India will rejuvenate private investment: FM to world Inc
BY Barun Jha22 Jan 2016 10:32 PM GMT
Barun Jha22 Jan 2016 10:32 PM GMT
Confident of utilising the headroom available to the Indian economy, Finance Minister Arun Jaitley on Thursday said it needs some additional growth engines and the focus now is on reviving private investments. Inviting foreign players to invest in the infrastructure space, he exuded confidence that the stuck reform measures like GST would go through as the numbers in the Upper House will change favourably soon.
No reform proposal has actually got stuck for long so far despite India being a ‘noisy democracy’, he said. Jaitley was speaking at a breakfast session on ‘India: The next growth engine of the world’, organised by industry body CII and consultancy BCG here on the sidelines of the WEF Annual Meeting. “We have a very noisy democracy... But I am finding that there are more people who want to support the growth and the others are very minuscule minority... Any economy needs multiple engines of growth,” he said.
“In the past we had fewer such engines and we need a few more. Public investment is one that we are doing. We are concentrating on infrastructure and for the first time in history we have been able to rationalise the subsidies,” the Finance Minister added. According to him, people are eventually going to pay for the goods and services they want to buy and for the weaker sections technology would be used to ensure that the benefits reach the right target group.
Noting that a series of reform measures are pending, Jaitley said some of these become symbol of whether India would be able to cross this obstacle or not. “India is a noisy democracy but I am sure that we would be able to get all of them through. Some measures have got delayed but none of them have actually hit a complete road block,” he added.
In days to come India will have to focus on reviving private investments, Jaitley said, adding, “we are asking people from all over the world to become partners in India’s infrastructure growth story”.
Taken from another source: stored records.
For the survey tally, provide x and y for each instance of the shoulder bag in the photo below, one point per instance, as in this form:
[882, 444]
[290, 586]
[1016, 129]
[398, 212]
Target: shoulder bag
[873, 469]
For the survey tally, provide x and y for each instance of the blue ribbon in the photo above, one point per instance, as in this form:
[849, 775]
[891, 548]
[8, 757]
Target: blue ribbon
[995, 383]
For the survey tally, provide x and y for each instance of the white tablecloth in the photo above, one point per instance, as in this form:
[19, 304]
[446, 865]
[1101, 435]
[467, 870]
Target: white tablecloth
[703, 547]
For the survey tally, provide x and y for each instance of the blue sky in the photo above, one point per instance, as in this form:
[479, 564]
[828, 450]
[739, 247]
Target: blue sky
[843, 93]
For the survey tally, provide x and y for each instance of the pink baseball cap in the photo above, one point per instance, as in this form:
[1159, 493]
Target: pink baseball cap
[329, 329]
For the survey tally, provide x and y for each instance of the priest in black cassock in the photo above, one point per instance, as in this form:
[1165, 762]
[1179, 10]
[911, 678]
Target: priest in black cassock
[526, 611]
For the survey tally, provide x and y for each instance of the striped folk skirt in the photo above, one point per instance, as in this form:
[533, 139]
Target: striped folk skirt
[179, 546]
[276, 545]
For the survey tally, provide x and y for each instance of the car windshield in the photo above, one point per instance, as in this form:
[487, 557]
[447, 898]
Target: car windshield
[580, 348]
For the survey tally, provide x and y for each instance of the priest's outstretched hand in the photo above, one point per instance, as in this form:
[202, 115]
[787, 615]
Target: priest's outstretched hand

“I have always said the current rate of 7-7.5 per cent is not our real potential and we have potential to add 1-1.5 per cent. There is still head space that we have and I am sure we would be able to reach that,” he said. On GST, Jaitley said the good news is that all states are on board and all political parties, except one, are also on board. “The paradox is that the party which drafted GST is not on board. But then the numbers in Rajya Sabha are going to favourably change soon and I am hopeful that the GST would be through,” he added.
Emphasising that the reform process has a key role for states, the Finance Minister said: “We used to talk about cooperative federalism but I am happy to see now that states are competing with each other to attract investments. “Most of the states that grow will actually add to the country’s growth rate.” He added: “We, of course, have our own challenges. There are 55 per cent people in agriculture and that sector has not enough for these many people. The sector itself needs to be strengthened and then we had two bad monsoons. “We were expecting to grow over 8 per cent, but inadequate monsoons not only led to agriculture production falling but the consumption power of rural economy also got hit.”
Stressing that opening up the economy completely is another area of focus, Jaitley said, Railways was one of the touch-me-not sectors, operated entirely by the government. “In railway infrastructure, we have allowed private sector participation and the next they are going to raise funds through bonds etc.
Next, we are going to modernise the train stations and these are the causes that have been welcomed by the country.”
On Defence, he said it was “completely closed although most of the purchases were from outside the country. We have opened up that sector and a lot of activities are happening there”.